Introduction / Context:
A real battery has an internal resistance r that causes a voltage drop under load. A source is called 'stiff' if its terminal voltage hardly sags when the load current changes. This question checks whether you can relate the stiffness idea to the ratio of load resistance RL to internal resistance r.
Given Data / Assumptions:
- Internal resistance r = 1 Ω.
- We want RL values for which the terminal voltage is close to the ideal emf.
- Assume a simple Thevenin model: source E in series with r feeding RL.
Concept / Approach:
- Voltage division: Vout = E * RL / (r + RL).
- Stiff source criterion (rule-of-thumb): RL ≥ 10 * r keeps drop across r ≤ ~10% of E.
- Larger RL relative to r → smaller current → smaller Ir drop in r.
Step-by-Step Solution:
Use RL ≥ 10 * r as a practical stiffness threshold.Given r = 1 Ω ⇒ RL ≥ 10 Ω meets minimum; RL much larger makes it stiffer.Among options, '100 Ω or more' clearly indicates a regime far beyond 10r, giving very small sag.
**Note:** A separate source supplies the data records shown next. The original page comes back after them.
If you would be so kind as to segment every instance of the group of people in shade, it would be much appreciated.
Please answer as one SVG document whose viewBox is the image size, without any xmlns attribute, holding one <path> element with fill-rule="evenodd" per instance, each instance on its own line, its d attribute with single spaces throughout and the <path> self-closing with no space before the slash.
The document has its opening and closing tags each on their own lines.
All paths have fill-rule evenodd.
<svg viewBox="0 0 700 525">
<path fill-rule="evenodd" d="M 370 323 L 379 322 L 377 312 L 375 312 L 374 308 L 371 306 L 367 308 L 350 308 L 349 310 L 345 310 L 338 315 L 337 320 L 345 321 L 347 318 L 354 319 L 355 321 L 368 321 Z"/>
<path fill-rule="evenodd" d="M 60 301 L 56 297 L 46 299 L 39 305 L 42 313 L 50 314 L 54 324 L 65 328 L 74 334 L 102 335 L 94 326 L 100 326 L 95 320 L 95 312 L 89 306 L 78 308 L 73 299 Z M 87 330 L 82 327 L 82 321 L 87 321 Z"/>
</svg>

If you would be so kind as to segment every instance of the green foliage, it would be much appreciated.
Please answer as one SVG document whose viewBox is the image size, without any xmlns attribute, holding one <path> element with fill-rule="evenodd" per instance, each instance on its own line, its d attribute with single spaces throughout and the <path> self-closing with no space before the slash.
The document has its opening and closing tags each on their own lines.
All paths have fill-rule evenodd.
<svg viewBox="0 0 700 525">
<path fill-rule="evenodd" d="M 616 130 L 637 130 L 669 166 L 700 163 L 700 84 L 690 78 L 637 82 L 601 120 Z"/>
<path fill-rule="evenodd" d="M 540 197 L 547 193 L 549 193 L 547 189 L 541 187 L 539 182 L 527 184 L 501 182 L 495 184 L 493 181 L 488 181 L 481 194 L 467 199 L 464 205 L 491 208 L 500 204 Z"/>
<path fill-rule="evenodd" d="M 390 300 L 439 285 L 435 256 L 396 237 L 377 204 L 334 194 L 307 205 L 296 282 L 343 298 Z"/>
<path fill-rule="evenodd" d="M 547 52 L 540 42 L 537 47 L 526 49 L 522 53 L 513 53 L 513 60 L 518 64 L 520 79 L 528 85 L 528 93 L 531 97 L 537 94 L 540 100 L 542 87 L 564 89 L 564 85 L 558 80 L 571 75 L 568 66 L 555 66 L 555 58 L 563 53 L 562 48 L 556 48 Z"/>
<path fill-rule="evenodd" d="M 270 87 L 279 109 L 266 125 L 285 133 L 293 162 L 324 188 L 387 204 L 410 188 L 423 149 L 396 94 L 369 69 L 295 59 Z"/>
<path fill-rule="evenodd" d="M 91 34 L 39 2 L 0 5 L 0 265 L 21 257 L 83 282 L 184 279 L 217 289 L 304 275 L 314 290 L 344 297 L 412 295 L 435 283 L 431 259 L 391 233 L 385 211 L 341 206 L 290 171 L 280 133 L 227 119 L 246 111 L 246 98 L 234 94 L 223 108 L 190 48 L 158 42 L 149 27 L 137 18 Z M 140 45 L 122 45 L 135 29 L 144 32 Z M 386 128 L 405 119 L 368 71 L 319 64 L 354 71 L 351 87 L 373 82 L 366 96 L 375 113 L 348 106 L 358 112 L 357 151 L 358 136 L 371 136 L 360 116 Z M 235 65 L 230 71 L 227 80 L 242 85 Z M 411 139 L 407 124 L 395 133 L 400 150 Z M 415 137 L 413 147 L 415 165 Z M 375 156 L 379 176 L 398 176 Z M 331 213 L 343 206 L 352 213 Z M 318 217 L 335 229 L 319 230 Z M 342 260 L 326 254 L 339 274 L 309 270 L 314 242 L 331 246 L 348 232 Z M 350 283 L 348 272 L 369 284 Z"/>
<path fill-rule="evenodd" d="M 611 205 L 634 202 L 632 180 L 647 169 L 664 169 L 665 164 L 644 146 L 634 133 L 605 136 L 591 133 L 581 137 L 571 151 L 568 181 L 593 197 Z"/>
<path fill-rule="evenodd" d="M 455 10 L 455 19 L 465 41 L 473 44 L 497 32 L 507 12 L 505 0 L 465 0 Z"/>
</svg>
Verification / Alternative check:
If RL = 100 Ω: Vout = E * 100 / (1 + 100) ≈ 0.990 * E (≈1% drop) which is very stiff.
Why Other Options Are Wrong:
- 60 Ω and 50 Ω: Better than 10r, but '100 Ω or more' is the most clearly stiff region offered.
- 10 Ω: Barely at the 10r edge; still ~9% drop, not strongly 'stiff'.
- None of the above: Incorrect because 100 Ω or more is suitable.
Common Pitfalls:
- Confusing maximum power transfer (RL = r) with stiffness; RL = r gives 50% voltage drop, not stiff.
- Ignoring that 'stiff' is about small percentage sag, not absolute resistance values.